4.1 Debugging as an Optimization Problem¶
While introducing the concept of refraction, we talked about how we cast the debugging task as one of optimizing how many of the tokens in a sequence of API calls can be enforced given a set of API specifications. Of course, there may be multiple ways to fix an invalid token and hence the cost model used in the optimization process is crucial.
In a previous chapter, we talked about two considerations in the refraction process: 1) the nature of the mistake being edited; and 2) the nature of the recovery response. Unsurprisingly, the cost model impacts both.
4.1.1 Preferred Edits¶
One of the critical considerations in trading off alternative fixes for a mistake is how we rank the preference of an edit in terms of whether it is a positive or negative edit, i.e. whether we want to fix stuff by adding or removing items; and which items positive and negative edits are operating on, e.g. are we editing the name of an API or a parameter within an API.
Let us take the example of a missing label again and turn down the cost of a negative edit. In other words, this allows the debugger to remove stuff if it wants in order to make all the remaining tokens valid. The same input sequence now produces a delete operation on the problematic step and reuse an existing map, instead of trying to produce a new label that maintains the existing tokens.
var1 = SkyScrapperSearchAirport(query="New York")
- SkyScrapperSearchAirport(query="London")
- var3 = SkyScrapperFlightSearch(originSkyId="$var1.skyId$", destinationSkyId="$var2.skyId$", originEntityId="$var1.entityId$", destinationEntityId="$var2.entityId$", date="2024-08-15")
? ^ ^
+ var3 = SkyScrapperFlightSearch(originSkyId="$var1.skyId$", destinationSkyId="$var1.skyId$", originEntityId="$var1.entityId$", destinationEntityId="$var1.entityId$", date="2024-08-15")
? ^ ^
var4 = TripadvisorSearchLocation(query="London")
var5 = TripadvisorSearchHotels(geoId="$var4.geoId$", checkIn="2024-08-15", checkOut="2024-08-18")
4.1.2 Preferred Recovery Patterns¶
Similar trade-offs apply to recovery patterns.
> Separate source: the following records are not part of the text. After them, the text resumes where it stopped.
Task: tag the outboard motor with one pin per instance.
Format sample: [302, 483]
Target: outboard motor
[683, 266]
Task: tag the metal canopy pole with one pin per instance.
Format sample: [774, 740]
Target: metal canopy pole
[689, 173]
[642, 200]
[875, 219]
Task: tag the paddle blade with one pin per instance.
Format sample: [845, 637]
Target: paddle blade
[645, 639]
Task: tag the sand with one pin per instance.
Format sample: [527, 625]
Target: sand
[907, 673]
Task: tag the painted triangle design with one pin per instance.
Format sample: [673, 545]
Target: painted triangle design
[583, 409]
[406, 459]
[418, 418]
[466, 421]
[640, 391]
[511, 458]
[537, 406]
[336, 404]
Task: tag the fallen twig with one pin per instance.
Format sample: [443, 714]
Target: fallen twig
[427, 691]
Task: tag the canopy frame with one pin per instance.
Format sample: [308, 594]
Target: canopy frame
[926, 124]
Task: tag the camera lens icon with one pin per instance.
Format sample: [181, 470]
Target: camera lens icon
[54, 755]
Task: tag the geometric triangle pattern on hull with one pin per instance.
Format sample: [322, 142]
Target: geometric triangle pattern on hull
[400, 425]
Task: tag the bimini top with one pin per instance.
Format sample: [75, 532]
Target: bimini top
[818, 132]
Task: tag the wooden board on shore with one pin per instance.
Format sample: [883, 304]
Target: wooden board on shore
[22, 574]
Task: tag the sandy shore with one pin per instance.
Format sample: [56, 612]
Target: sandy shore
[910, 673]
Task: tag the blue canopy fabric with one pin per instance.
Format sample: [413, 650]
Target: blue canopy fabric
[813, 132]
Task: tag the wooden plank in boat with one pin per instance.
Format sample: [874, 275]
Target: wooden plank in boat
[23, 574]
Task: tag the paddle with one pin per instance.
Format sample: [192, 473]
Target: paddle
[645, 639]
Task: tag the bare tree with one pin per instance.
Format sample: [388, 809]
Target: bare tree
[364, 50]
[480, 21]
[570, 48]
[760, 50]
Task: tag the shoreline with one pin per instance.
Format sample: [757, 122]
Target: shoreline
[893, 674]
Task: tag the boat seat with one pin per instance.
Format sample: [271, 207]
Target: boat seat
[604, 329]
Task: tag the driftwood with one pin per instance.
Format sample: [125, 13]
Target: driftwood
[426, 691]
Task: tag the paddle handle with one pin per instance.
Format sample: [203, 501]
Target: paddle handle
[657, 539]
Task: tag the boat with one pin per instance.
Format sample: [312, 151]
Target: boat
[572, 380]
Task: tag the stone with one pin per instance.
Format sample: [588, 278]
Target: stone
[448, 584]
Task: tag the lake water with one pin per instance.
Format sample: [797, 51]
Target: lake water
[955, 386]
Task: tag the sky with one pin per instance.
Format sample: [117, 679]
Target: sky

We saw previously in the case of the made up input parameter, how we can switch between slot-filling and mapping and function calling recovery modes on the same input.
Slot-filling preferred¶
+ ask(originSkyId)
var1 = SkyScrapperSearchAirport(query="New York")
var2 = SkyScrapperSearchAirport(query="London")
- var3 = SkyScrapperFlightSearch(originalSkyId="$var1.skyId$", destinationSkyId="$var2.skyId$", originEntityId="$var1.entityId$", destinationEntityId="$var2.entityId$", date="2024-08-15")
? -- ^^^^ ^^^ --
+ var3 = SkyScrapperFlightSearch(originSkyId=originSkyId, destinationSkyId="$var2.skyId$", originEntityId="$var1.entityId$", destinationEntityId="$var2.entityId$", date="2024-08-15")
? ^ ^^^^^
var4 = TripadvisorSearchLocation(query="London")
var5 = TripadvisorSearchHotels(geoId="$var4.geoId$", checkIn="2024-08-15", checkOut="2024-08-18")
Internal maps preferred¶
var1 = SkyScrapperSearchAirport(query="New York")
var2 = SkyScrapperSearchAirport(query="London")
- var3 = SkyScrapperFlightSearch(originalSkyId="$var1.skyId$", destinationSkyId="$var2.skyId$", originEntityId="$var1.entityId$", destinationEntityId="$var2.entityId$", date="2024-08-15")
? -- ^
+ var3 = SkyScrapperFlightSearch(originSkyId="$var2.skyId$", destinationSkyId="$var2.skyId$", originEntityId="$var1.entityId$", destinationEntityId="$var2.entityId$", date="2024-08-15")
? ^
var4 = TripadvisorSearchLocation(query="London")
var5 = TripadvisorSearchHotels(geoId="$var4.geoId$", checkIn="2024-08-15", checkOut="2024-08-18")
As we have established so far, the results of refraction depends on the cost model of each edit both in terms of what edits are made and what recovery pattern is used in response to an edit. The refraction package currently operates under the following cost model:
- Edits on parameter names are preferred over function calls.
- Edits on parameter to value maps are preferred over edits to parameter names.
- New maps are considered at all and how they are preferred over other edits.
- Recovery operations include new maps, slot fills, and new functions calls.